After the ship was moored, we were divided into two gangs, one
took the stores which the shore party had left over, also their
luggage specimens, gear etc. and stowed them in the hold and
the other gang set about watering ship and had to hoist baskets
of ice on to the poop and then lift, drag and lug them to the
snow tank while the "talent" filled the baskets. There
were about four of us hoisting the ice aboard by hand, while
about five men filled baskets and about every six or seven baskets
the talent would get tired, when their mates would believe them
they had by far the easiest job, but we, who had the heaviest
work of the day never got a relief and us chaps had just had
eight hours on deck out of the previous twelve and aught to
have had a six hour watch below, instead of bullocking ice.

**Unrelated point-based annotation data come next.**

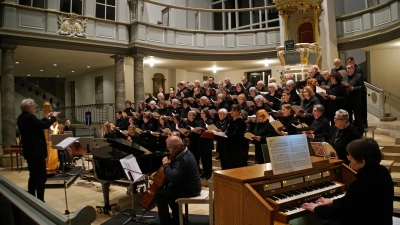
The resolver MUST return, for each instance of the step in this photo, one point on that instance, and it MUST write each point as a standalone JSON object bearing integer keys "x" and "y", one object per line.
{"x": 388, "y": 118}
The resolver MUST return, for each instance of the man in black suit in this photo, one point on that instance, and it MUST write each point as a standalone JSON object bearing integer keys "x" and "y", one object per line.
{"x": 338, "y": 66}
{"x": 34, "y": 145}
{"x": 364, "y": 111}
{"x": 69, "y": 127}
{"x": 246, "y": 84}
{"x": 353, "y": 99}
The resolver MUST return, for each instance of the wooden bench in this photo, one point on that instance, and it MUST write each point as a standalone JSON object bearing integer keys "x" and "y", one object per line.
{"x": 20, "y": 207}
{"x": 370, "y": 128}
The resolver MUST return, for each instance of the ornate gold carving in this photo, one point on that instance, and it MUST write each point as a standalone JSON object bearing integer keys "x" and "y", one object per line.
{"x": 133, "y": 10}
{"x": 71, "y": 26}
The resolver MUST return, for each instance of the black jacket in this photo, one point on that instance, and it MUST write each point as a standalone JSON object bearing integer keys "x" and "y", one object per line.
{"x": 339, "y": 139}
{"x": 34, "y": 144}
{"x": 368, "y": 200}
{"x": 354, "y": 97}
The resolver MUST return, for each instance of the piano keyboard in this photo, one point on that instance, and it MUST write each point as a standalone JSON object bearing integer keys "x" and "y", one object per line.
{"x": 304, "y": 192}
{"x": 297, "y": 208}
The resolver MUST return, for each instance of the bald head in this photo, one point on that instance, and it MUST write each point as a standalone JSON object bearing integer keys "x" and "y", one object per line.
{"x": 173, "y": 142}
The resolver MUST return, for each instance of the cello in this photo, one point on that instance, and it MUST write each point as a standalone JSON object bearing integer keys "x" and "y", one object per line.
{"x": 160, "y": 180}
{"x": 52, "y": 154}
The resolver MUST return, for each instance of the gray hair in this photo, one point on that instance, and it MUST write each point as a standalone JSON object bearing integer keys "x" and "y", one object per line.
{"x": 175, "y": 101}
{"x": 273, "y": 85}
{"x": 204, "y": 98}
{"x": 26, "y": 103}
{"x": 343, "y": 114}
{"x": 259, "y": 98}
{"x": 224, "y": 111}
{"x": 192, "y": 112}
{"x": 290, "y": 82}
{"x": 320, "y": 108}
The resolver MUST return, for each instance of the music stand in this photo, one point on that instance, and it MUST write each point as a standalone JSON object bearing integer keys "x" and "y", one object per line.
{"x": 88, "y": 143}
{"x": 63, "y": 145}
{"x": 133, "y": 176}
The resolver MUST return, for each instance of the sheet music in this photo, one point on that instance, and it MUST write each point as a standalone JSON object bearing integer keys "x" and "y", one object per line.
{"x": 65, "y": 143}
{"x": 131, "y": 168}
{"x": 289, "y": 153}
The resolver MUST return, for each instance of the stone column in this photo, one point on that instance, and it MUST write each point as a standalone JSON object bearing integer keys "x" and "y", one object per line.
{"x": 7, "y": 96}
{"x": 138, "y": 79}
{"x": 119, "y": 82}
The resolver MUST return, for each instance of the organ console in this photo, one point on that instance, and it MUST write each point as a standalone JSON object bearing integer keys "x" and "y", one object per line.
{"x": 247, "y": 196}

If everything had been fair our watch (or gang) should have
been sleeping whilst the talent watered ship. The other watch
were only having their usual watch deck and just had to take
the stores as the sledges arrived, two at a time after been
drawn over the ice for these three miles, so they were spelling
more than working. Well we had tea at six oclock and finished
watering ship at seven. Then while waiting for the last four
sledge loads we (all the sailors) also the firemen and stewards
went on the ice, playing with the two empty sledges and with
the seals and penguins (Emperors). The penguins are comical
fellows to land on the ice they come swimming along underwater
then shoot above the surface into the air and then land
on their bellies about three or four feet in from the edge of
the ice and rise on their feet and stand straight up. They stand
about three feet high then. When moving along the ice they waddle
along like fat old women, and whatever the leader does, the
next do likewise. If the leader flops on his belly and pushes
himself along the ice with his flippers and feet. the rest flop
down too, when they come to the exact spot where the leader
flopped down. We had sport with them when mooring ship as they
crossed the wire rope we were pulling on and by giving a quick
pull we sent the leader flying into the air turning all sorts
of somersaults but the rest crossed over too and of course received
the same treatment. When taking to the water they waddle
down near the edge where they flop on their bellies and slide
over the edge and dive under water where they are as quick as
fish. We all had great fun catching them, as they are strong,
and would pull us along the ice. We had fun sledging one another
along the ice also the seals gave us sport. One man would sneak
up and give a seal a poke with his finger when the seal would
raise his head and snarl and make a dive towards the sea when
we would surround him and drive him towards one of the stewards
or the cook, who would then have to run to get out of the seals
way. We got away from here at 8.30 as if we stayed over-night
we might not be able to go away for twelve-months. Our watch
had been on duty all day and then had to be on watch for eight
hours out of the following twelve, so we had to take charge
of the deck and put the ship in sea-going order before we went
off duty at midnight. We were as stiff as ramrods from the heavy
dragging, lifting and hauling up of ice baskets but we finished
off about ten oclock then only had to do the usual sea-watch
duties such as lookout, steer etc. etc. till midnight
when we went below. Off duty at last for four hours.
(side-note in the margin) I posted a letter here today to
Mister Hazel it will have an impress stamp on it of the expedition.